This is why I urge the Federal Government to remain steadfast in upholding this cardinal point in its implementation of its seven point agenda for the country. Of course, we know this new thinking accounted for the release of the Lagos seized funds. More than this symbolic gesture, Ladies and gentlemen, is the implication of this new found practice for the development of institutions in the country because operators of the system are being allowed the constitutional freedom to run the show. By so doing we are steadily developing our institutions which are the cornerstones of our democracy. It is also in this light that we must view the crucial role that the election petition tribunal is also playing in this stage of our development. When a voter knows that his votes count in the coming and going of governments and he can initiate changes in the system, a general sense of well-being and security pervades the system.
Even so, we need to look at certain grey areas in the Constitution that makes mockery of our Federal System of governance. There are many instances but I will cite a few. In looking at the way our justice system works, we need to be concerned about the challenges of law and order in Nigeria. Everyone knows that our system of policing in the ensuing years has proved to be ineffective especially in big cities. The constitution addresses the Governor as the Chief Security Officer of the state. But is he really so? My experience shows that when a Governor in Nigeria says he wants to control crime, his hands are tied. First, he does not control even the number of policemen in the State; he cannot hire or fire any of them. He is not involved in their training and he cannot set a vision or objective for them. The only answer to this anomaly is State Police as is the case with other Federations in the world. Other equally thorny areas are the sharing of proceeds from the Federation Accounts and other existing pre-1999 legislation that encroach on the autonomy of the States.

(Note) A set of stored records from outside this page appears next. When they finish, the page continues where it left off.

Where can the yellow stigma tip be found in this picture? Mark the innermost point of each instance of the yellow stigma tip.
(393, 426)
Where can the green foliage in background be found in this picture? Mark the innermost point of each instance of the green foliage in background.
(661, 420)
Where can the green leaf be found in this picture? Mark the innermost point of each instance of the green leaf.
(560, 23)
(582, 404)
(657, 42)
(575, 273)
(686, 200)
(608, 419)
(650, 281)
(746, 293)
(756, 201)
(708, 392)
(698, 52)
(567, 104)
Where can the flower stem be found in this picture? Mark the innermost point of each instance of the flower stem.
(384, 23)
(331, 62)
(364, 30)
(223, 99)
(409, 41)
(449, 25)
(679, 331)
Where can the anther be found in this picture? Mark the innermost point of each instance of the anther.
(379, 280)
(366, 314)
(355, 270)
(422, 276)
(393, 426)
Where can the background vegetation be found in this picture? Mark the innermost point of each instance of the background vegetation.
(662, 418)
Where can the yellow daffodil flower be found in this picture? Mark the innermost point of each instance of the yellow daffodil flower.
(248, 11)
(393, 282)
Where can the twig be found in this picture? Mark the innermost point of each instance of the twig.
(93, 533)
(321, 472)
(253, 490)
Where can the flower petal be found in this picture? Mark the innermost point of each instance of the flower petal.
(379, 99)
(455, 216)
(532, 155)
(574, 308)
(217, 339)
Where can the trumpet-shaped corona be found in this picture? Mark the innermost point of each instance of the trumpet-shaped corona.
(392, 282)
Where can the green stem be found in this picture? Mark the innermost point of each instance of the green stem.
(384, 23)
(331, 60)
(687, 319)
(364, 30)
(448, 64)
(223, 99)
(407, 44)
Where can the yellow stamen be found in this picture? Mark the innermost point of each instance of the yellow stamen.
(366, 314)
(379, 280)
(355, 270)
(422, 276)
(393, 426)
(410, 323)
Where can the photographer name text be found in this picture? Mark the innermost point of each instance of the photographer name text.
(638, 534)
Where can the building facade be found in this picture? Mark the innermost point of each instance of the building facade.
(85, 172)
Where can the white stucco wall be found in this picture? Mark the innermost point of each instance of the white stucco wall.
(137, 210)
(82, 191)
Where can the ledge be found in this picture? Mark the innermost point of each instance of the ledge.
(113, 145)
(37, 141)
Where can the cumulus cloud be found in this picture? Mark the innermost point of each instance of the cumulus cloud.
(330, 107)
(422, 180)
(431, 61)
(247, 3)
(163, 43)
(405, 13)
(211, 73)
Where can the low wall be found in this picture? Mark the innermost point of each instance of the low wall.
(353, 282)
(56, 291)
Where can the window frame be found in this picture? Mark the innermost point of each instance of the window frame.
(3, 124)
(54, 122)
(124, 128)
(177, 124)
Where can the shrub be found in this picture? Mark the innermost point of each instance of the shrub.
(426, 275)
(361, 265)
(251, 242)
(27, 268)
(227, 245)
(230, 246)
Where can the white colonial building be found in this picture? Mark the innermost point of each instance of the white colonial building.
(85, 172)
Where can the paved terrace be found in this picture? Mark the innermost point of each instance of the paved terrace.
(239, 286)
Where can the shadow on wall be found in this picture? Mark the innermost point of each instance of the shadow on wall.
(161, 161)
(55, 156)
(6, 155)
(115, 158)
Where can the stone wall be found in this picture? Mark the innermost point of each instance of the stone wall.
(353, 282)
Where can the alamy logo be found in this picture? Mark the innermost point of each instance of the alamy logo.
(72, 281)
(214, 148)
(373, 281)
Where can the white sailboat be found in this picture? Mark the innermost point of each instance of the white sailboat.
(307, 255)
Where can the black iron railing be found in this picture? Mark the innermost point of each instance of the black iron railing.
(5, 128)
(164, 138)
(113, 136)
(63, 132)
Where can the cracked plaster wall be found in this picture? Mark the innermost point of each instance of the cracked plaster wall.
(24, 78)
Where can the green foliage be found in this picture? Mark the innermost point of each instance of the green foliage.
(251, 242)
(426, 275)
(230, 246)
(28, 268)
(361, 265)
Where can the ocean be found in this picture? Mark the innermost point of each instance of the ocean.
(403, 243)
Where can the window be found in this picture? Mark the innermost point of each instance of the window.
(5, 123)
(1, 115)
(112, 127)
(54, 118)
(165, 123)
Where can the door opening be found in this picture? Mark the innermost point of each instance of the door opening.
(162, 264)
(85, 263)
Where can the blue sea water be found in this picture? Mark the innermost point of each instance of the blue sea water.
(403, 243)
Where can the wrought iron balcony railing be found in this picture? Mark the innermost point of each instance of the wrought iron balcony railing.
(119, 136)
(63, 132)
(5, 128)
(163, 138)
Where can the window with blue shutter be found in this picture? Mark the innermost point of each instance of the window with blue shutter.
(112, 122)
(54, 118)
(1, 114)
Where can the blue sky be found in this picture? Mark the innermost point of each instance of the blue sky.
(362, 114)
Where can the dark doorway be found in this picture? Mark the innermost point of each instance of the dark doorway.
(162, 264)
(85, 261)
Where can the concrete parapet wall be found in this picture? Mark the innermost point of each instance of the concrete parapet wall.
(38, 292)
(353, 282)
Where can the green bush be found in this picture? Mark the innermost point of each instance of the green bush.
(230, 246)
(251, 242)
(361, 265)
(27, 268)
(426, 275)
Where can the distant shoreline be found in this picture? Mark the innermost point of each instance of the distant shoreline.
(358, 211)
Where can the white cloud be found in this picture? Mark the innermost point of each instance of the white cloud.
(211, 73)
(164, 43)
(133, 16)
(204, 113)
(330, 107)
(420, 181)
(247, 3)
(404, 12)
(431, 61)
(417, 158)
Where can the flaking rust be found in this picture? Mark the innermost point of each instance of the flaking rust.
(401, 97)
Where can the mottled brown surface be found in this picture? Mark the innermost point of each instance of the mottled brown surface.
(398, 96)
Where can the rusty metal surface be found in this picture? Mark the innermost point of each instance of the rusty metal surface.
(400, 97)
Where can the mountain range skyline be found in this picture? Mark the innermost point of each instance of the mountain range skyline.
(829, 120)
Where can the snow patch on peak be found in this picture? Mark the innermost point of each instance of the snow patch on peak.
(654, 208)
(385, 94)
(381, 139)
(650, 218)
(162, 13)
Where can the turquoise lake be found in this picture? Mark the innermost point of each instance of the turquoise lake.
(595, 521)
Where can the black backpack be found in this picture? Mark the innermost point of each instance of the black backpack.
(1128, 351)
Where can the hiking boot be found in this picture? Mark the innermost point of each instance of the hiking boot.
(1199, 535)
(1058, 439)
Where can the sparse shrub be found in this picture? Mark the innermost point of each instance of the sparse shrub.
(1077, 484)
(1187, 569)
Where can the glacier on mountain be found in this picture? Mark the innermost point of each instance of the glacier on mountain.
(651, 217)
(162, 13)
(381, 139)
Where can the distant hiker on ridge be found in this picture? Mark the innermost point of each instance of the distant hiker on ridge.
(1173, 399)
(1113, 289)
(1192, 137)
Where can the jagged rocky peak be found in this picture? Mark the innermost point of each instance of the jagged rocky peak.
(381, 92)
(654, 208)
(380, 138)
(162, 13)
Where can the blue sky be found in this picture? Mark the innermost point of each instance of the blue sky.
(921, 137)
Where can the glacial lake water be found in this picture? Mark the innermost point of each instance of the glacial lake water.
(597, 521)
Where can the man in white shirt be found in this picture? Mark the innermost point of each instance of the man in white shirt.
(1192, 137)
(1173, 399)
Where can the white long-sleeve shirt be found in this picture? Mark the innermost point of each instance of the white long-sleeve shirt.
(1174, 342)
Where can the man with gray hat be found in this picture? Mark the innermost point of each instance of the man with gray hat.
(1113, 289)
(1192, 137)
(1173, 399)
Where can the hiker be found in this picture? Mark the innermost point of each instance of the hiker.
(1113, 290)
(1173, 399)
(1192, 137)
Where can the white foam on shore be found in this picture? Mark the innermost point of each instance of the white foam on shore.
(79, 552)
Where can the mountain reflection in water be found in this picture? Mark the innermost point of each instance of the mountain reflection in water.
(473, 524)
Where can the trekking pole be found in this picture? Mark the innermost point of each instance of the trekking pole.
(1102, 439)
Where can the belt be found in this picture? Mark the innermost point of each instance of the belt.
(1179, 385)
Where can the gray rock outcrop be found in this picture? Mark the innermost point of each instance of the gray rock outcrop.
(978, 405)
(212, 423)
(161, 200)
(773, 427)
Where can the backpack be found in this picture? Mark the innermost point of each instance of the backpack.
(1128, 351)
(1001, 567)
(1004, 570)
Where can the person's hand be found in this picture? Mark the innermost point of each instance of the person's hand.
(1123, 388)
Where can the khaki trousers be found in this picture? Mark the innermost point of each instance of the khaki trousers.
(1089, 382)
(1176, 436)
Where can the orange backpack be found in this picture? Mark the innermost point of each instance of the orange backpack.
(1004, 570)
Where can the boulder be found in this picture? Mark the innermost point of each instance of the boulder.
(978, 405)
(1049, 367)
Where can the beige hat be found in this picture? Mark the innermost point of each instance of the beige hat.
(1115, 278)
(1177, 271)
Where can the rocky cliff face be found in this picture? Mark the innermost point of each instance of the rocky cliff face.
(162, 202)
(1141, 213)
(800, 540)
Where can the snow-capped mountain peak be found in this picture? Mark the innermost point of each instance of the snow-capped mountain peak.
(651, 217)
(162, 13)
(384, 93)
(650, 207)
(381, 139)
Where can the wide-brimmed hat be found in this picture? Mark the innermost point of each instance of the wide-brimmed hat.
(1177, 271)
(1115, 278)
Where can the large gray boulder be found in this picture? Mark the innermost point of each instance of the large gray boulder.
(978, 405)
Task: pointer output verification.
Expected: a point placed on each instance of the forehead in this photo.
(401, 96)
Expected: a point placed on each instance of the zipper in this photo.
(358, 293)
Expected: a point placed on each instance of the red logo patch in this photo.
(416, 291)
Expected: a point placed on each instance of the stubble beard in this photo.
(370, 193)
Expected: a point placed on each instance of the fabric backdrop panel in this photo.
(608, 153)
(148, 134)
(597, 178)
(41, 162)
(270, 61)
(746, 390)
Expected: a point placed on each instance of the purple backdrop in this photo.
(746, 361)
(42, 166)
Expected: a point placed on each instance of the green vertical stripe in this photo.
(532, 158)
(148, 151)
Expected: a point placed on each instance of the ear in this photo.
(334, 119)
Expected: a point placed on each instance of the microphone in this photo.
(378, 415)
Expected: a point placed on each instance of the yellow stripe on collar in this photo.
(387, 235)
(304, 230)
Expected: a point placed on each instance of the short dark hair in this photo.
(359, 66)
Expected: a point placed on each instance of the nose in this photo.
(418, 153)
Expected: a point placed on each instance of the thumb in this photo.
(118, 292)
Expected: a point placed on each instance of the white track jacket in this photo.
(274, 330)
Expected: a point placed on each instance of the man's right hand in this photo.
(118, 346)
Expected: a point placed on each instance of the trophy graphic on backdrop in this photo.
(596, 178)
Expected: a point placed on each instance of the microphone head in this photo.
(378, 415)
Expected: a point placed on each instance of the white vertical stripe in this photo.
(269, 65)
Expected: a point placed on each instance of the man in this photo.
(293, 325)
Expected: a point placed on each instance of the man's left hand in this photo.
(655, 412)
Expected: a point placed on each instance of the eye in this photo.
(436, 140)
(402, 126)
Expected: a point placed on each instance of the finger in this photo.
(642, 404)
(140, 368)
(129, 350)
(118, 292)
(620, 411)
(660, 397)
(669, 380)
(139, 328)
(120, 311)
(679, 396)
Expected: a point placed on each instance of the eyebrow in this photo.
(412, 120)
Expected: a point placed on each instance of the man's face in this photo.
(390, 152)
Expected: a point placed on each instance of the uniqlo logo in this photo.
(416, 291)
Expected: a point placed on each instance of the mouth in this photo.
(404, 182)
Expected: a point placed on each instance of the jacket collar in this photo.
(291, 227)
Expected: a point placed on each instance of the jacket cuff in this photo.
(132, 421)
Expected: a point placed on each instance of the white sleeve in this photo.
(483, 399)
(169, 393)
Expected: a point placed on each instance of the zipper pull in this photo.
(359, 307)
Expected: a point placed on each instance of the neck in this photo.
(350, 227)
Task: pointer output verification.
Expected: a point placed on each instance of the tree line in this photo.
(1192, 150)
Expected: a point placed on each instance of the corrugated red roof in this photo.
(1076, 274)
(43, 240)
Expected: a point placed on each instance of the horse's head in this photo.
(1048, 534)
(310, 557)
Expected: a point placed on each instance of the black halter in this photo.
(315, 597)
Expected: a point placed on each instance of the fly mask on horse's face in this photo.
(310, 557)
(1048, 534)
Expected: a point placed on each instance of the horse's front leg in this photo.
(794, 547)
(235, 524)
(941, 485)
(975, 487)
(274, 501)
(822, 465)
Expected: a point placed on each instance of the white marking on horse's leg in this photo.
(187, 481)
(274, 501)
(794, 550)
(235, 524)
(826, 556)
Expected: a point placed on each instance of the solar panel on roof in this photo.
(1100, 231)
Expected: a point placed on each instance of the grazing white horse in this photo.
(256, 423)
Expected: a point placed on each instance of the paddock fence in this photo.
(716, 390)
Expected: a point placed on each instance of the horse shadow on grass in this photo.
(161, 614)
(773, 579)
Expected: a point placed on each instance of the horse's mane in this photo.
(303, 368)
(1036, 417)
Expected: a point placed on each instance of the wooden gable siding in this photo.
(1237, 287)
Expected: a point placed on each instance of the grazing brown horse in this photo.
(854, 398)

These constitutional lapses are grave and we need to address them NOW! Thank God we have statesmen of Prof Nwabueze’s status and profound intellectual standing, whose output should form the basic materials needed by our lawmakers who are about to embark on the amendment or repeal of sections of the Constitution which make the rule of law a difficult practice and the Federation a conglomeration of strange bedfellows. The books, “(i) How President Obasanjo Subverted the Rule of Law & Democracy; (ii) How President Obasanjo Subverted Nigeria’s Federal System (iii) The Second Justice Kayode Eso Lecture: Judiciary as the Third Estate of the Realm”, like the many others written by my learned statesman are a must read for all of us who sincerely desire to see our country take its God-assigned place in the comity of nations in the twenty-first century and beyond.
I thank you for listening and God bless you all.